Summary EXPR mathematical expression evaluator obeying ordinary precedence
Description Reviewing the discussions and arguments on the internet, there are a few things people *always* say. Perhaps not number one, but certainly in the top 3 is "why does Rebol not use normal precedence, like the 'rest of the world' agrees upon". (*cough*they don't actually agree*cough*)

Debates quickly spiral out of control and become off-topic. Rebol-language defenders usually begin by arguing that simpler rules are actually better, and are central to the design of a system with interesting composition. Then people say that's out of touch, and going against convention means your language will always be obscure.

Then the argument becomes ever-more abstract. That one shouldn't be slaves to complexity just because everyone else is doing it. Or that when shifting around decisions in order to carve up "complexity space", it helps to be reasonable about the actual value preserving a specific convention has, for the cost it has on other areas of the design.

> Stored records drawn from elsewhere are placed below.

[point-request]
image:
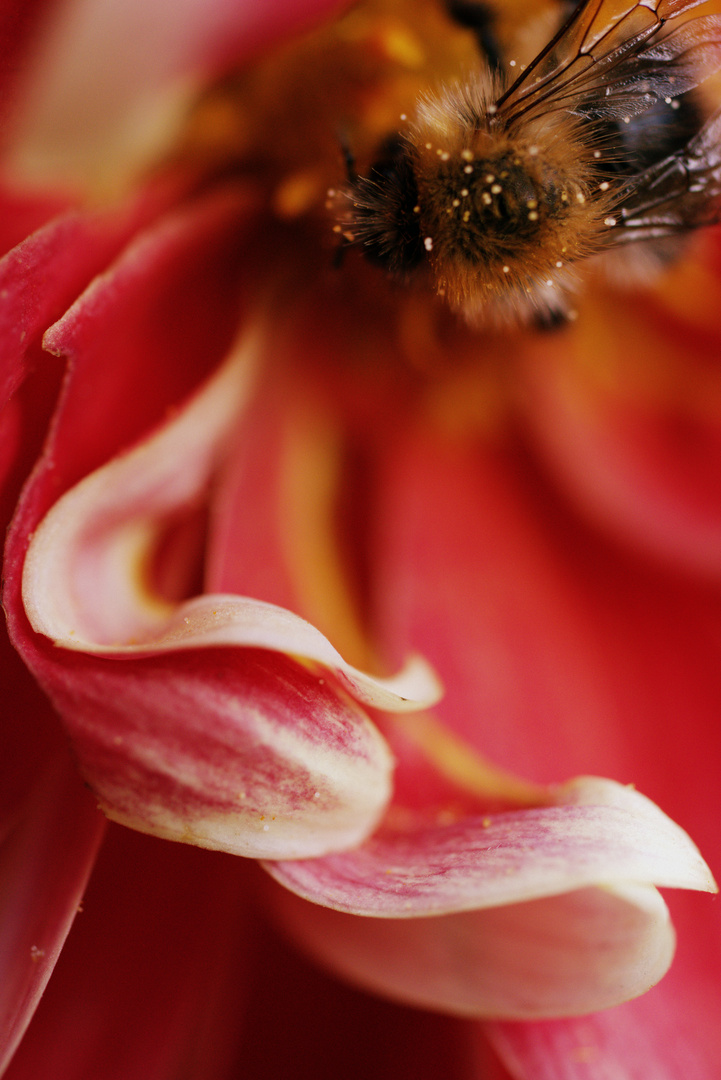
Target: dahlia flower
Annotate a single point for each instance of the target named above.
(294, 554)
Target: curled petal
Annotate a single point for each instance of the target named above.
(565, 955)
(109, 84)
(598, 833)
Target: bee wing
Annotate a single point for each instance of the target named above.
(676, 194)
(603, 64)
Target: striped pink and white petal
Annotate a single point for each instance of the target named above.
(106, 86)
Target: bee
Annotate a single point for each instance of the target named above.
(495, 192)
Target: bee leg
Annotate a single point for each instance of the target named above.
(477, 17)
(349, 159)
(547, 321)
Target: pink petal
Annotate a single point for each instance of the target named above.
(637, 444)
(103, 529)
(566, 955)
(563, 653)
(46, 853)
(263, 756)
(109, 85)
(597, 833)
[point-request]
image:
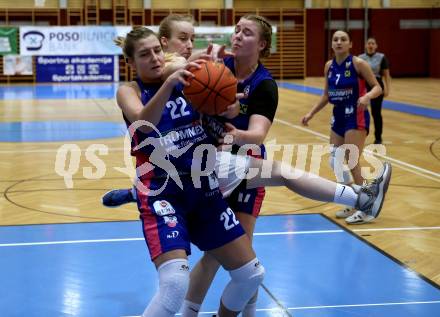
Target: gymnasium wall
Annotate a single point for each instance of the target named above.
(412, 48)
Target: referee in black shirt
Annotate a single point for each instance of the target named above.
(379, 64)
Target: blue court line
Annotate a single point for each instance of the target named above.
(307, 277)
(387, 104)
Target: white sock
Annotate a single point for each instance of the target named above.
(345, 195)
(356, 187)
(250, 309)
(190, 309)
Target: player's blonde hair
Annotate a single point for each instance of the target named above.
(127, 43)
(265, 32)
(166, 27)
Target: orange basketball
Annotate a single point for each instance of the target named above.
(212, 89)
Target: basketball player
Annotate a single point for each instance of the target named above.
(174, 218)
(315, 188)
(345, 89)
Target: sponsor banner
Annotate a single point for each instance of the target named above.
(17, 65)
(70, 40)
(8, 40)
(90, 40)
(86, 68)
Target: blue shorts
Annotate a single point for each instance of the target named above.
(176, 217)
(349, 118)
(248, 201)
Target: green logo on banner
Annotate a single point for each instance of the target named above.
(8, 40)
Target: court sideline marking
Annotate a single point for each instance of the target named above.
(324, 307)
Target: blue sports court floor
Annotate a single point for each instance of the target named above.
(314, 268)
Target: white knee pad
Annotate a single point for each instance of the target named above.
(243, 285)
(173, 283)
(342, 172)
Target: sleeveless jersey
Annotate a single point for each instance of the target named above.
(214, 125)
(344, 85)
(179, 128)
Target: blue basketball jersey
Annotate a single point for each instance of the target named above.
(215, 125)
(344, 84)
(179, 128)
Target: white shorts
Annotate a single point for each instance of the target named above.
(231, 169)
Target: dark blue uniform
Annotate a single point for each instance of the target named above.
(172, 216)
(242, 199)
(344, 89)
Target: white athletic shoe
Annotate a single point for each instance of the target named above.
(371, 196)
(344, 213)
(358, 218)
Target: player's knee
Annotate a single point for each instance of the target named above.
(173, 283)
(244, 283)
(342, 173)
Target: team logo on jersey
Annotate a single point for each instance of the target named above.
(173, 234)
(163, 208)
(246, 90)
(349, 110)
(243, 108)
(171, 221)
(213, 181)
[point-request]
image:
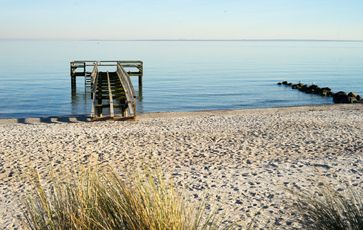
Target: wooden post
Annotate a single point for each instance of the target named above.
(74, 85)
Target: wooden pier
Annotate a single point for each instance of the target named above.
(111, 89)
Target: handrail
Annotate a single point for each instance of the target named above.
(129, 90)
(94, 76)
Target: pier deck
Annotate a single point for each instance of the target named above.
(112, 92)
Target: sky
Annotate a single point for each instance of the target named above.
(181, 19)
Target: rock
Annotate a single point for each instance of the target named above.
(325, 92)
(340, 97)
(351, 94)
(352, 100)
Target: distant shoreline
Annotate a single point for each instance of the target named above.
(185, 40)
(148, 115)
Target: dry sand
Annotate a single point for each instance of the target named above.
(240, 161)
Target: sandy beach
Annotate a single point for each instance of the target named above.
(241, 162)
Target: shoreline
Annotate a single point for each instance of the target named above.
(240, 162)
(85, 118)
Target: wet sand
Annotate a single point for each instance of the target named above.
(241, 162)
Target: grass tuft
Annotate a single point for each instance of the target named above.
(100, 199)
(331, 210)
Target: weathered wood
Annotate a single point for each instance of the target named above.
(112, 114)
(113, 90)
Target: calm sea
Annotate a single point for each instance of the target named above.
(179, 75)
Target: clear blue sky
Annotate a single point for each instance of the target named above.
(181, 19)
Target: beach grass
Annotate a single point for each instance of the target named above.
(100, 199)
(329, 209)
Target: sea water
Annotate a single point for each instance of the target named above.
(178, 75)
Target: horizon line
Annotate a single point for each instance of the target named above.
(176, 40)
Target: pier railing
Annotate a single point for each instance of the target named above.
(112, 93)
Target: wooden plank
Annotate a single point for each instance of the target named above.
(110, 96)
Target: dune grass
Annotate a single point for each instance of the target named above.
(331, 210)
(100, 199)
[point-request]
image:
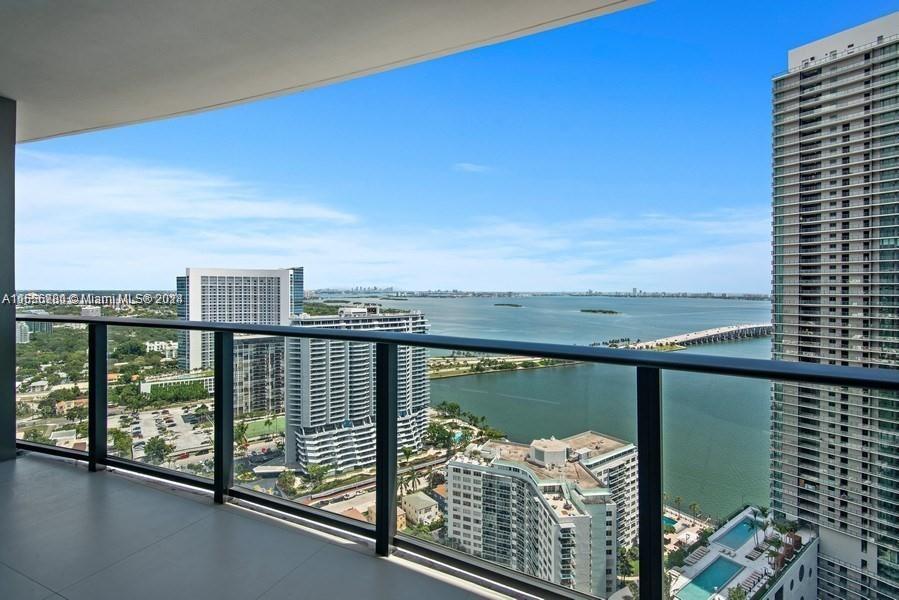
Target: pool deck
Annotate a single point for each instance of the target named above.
(760, 564)
(686, 530)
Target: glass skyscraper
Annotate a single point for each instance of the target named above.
(835, 451)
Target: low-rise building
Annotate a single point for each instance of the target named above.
(168, 350)
(371, 516)
(537, 509)
(420, 509)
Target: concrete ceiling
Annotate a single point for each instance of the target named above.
(80, 65)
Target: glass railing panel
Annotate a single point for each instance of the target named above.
(528, 464)
(52, 383)
(160, 411)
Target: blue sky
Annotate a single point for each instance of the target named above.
(631, 150)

Right answer, wrong time to be presenting it. Forums of absolute beginners or JavaScript programmers, instead of being revealed the cool things, quickly fill up with noise. The number of people who have immediately set the "Bozo Bit" on Rebol for the response to this issue is probably in the thousands:

http://en.wikipedia.org/wiki/Bozo_bit#Dismissing_a_person_as_not_worth_listening_to

New answer. The FIRST response to someone showing a precedence example they don't like, is simple:

"Oh, you mean you want math precedence and not simplified precedence? Just use EXPR if you're doing math. Rebol is paradigm neutral; you can use and define what you want. In fact, want to see something else cool...?"

The fact that years of this debate happening and no one just sitting down and writing the EXPR implementation is ridiculous. Of course, there are a lot of questions about what it would do, besides obey mathematical precedence...

values: [2 3 4]
expr [1 + pick values 1 * pick values 2]

You're probably going to ask how EXPR is supposed to know that it's not supposed to multiply 1 by 3 from the pick values 2... and then pick the 4 out of values and add it to 1 to get 5.

WHO CARES! Make it do one thing, the thing they asked for. Obey mathematical precedence. Do a pre-phase on the block passed in. Translation:

expr [1 + pick values 1 * pick values 2]
=>
(1 + ((pick values 1) * (pick values 2)))

If it generates something confusing, again: who cares? Just don't do your additions before your multiplications and stuff like that:

expr [1 + pick values 1 + 2 * pick values 2]
=>
(1 + ((pick values 1) + (2 * (pick values 2))))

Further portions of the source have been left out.